The demand for higher-quality products and new features delivered at breakneck speeds has the average engineer struggling just to stay afloat. With demands rising but resources not always following suit, engineering teams are embracing automation as a key testing option.
According to a report by advisory firm KPMG, test automation increased by 85 percent from 2015 to 2017 across all industries. Automation is one way to address this accelerated development schedule, but it can also introduce other problems. To ensure that doesn’t happen, there are four common pitfalls that engineering teams need to look out for.
Problem No. 1: Right Job, Wrong Tools
It’s tough to build a shed with a spatula and a sewing needle. Likewise, you can’t build a successful test automation suite if the tools used don’t fit your company’s testing strategy.
The solution: Pick the right framework for your suite.

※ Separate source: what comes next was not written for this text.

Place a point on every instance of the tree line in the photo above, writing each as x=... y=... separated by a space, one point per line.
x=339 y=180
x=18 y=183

The first question you need to ask yourself is: Should you build or buy your test automation framework? The answer likely depends on how mature your testing structure is. Smaller teams new to the technology typically are best-served starting with an off-the-shelf enterprise solution. This approach makes it easier to get up and running quickly, while having the support to handle software bugs along the way.
Larger, more mature testing teams may have more to gain from an open source automation framework. This cost-effective approach provides flexibility and customization, but often requires advanced technical expertise and the luxury of time to build such a solution.
Problem No. 2: Living Fast, Dying Young
Many automation projects never make it off the ground because teams move too fast and automate too much, too soon. Inserting automation into the delivery pipeline prematurely will cause workflow and build issues more often than not.
The solution: Build test automation into your pipeline incrementally.
It may be tempting to run full speed as soon as you are set up, but the truth is you need to take your time for developers to build confidence in the testing process. Once that confidence is established and you’re receiving valuable feedback, you will have the full team’s support as you continue to scale your automation strategy.
Problem No. 3: Automation Without Documentation
Automation can make testing easy. Sometimes too easy, to the point where engineers will simply kick back a failed test without looking into the reason it failed in the first place. Oftentimes, these failures are the result of an outdated testing script or an issue with the test environment, and not with the code at all.
The solution: Triage automation test results just like manual bugs.
Instituting an intermediary triage stage will save your engineering team time in the long run. There’s no need to treat your processes for automation results any different than you would bugs found manually. Having access to materials such as activity logs and screenshots will only help to strengthen and speed the triage process.
Problem No. 4: Setting and Forgetting
Automation makes testing quicker and easier. That’s why you invested in it in the first place, right? Unfortunately, there is more to such solutions than just plugging them in and letting them run.
The solution: Take maintenance into account when building your framework.
Many teams are surprised by the maintenance required to keep test automation suites running smoothly and effectively. They shouldn’t be. Solutions need to be updated continually to address user interface changes, new operating systems and browsers, and automation library changes. The maintenance of third-party dependencies also needs to be considered before automation is used for production test runs.
Maintaining your automation suite is a continuous process. Make sure you have enough testing resources—either in-house, outsourced, crowdtesting or a combination of all three—to ensure your efforts don’t go to waste.
Measure Twice, Implement Once
Make no mistake, automation is more than a quick fix. If you are going to spend the time and money necessary to build a successful strategy, you should make sure to set yourself up with a solid foundation. A framework that is thrown together within days but falls apart in hours will only serve to make automation seem like an unpalatable solution within your testing department. Having the right partners in place and the right solution from the start will help automation become a reality in your company, and can bring the promises of speed and flexibility to life.